尾翼がなく、大きな翼が飛んでいるようにしか見えない全翼機は極めて良好なステルス性を持つ一方で、設計が難しく、機体の安定性が悪いのが欠点。その独特の外見は飛行機というよりは、UFOのイメージに近く、「墜落したUFOの技術を利用している」という噂が今でも絶えません。
全翼機自体はナチスドイツが開発を試みたり、戦後も無人機として何種類か登場しています。しかし、有人機かつ爆撃機で実用化して実戦配備したのはB-2のみであり、現状では世界唯一の全翼爆撃機です。

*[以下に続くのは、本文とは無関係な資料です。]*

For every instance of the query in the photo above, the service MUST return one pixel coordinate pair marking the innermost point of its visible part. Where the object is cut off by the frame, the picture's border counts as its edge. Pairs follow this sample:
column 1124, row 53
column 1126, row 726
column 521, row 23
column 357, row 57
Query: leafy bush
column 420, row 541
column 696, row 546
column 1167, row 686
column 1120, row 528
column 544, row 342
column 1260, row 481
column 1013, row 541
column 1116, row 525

そんなB-2はレーダー反射面積を極限まで減らすために、凹凸がほとんどない流線型の設計となっており、機体表面には電波吸収剤と特別な塗装が使われています。これらの工夫の結果、通常のレーダーには映らないステルス性を獲得しており、敵に探知されずに爆撃することが可能となりました。その反面、全翼機ならではの安定性の悪さは否めず、コンピューターによるアシストなしでは飛行できないそうです。
「探知されない」ことが前提ではあるものの、最低限の自己防御機能として電子妨害システムを搭載しており、いざという時には敵のミサイルやレーダーを妨害・撹乱します。他にも、空中給油機能を持つことから航続距離と連続飛行時間を延長することができ、長時間連続飛行を想定した機内にはトイレや簡易キッチン、仮眠スペースが設けられています。

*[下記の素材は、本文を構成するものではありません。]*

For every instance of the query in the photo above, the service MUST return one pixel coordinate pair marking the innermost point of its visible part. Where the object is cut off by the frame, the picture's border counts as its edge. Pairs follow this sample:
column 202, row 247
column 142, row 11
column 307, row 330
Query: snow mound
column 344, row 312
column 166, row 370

さて、気になる爆弾搭載量についてですが、各種爆弾や対地ミサイルなどを最大18トンまで搭載可能であり、日本全土を焦土にしたあの有名なB-29の3倍です。通常は2,000ポンド(900kg)の精密誘導爆弾(JDAM)を16発するそうですが、他にも対地ミサイルや地下施設を破壊するバンカーバスター爆弾なども搭載できます。また、本機は「ステルス戦略爆撃機」であることから最大16発の核爆弾を積むことができ、当初の想定では探知されずに敵国に侵入して核攻撃を加えるのが主任務でした。
ただ、B-2の配備が始まった1997年には開発時に想定されたソ連は既になく、もはや大規模な国家間戦争は起きないと言われている状況でした。そのため、B-2は本来任務とは異なり、初実戦のコソボ紛争以来、アフガニスタン、イラク、リビアでテロ組織や非正規軍を相手にした通常爆撃に投入されてきました。無誘導の500ポンド爆弾ならば最大80発搭載可能なので、まともなレーダーや対空兵器を持たないテロ組織に対して文字通り「爆弾の雨」を降らせます。
最強の代償として「高すぎる」
核戦争が実際に想定されていた冷戦期においては、向こうが撃つ前に敵の核戦力を壊滅させることが重要でした。そこで気付かれずに攻撃できるB-2は最強の切り札として開発され、その思い入れは英語で「魂、精神」を意味する本機の名前「スピリット」にも現れています。
B-2はそれぞれの機体が「Spirit of 州名」という個別の名前が付いていますが、これは航空機ではかなり異例です。州名を使うのは戦艦以来のことであり、B-2に対する期待と思い入れの強さを感じると同時に、この戦略爆撃機が昔の戦艦に匹敵する価値を持つことが分かります。
実際にパワーバランスを左右するという意味ではB-2も戦艦も同じ戦略兵器と言えます。そして、かつての戦略兵器であった戦艦が予算を圧迫する高価な存在であったように、B-2爆撃機も「高すぎる」ことで有名です。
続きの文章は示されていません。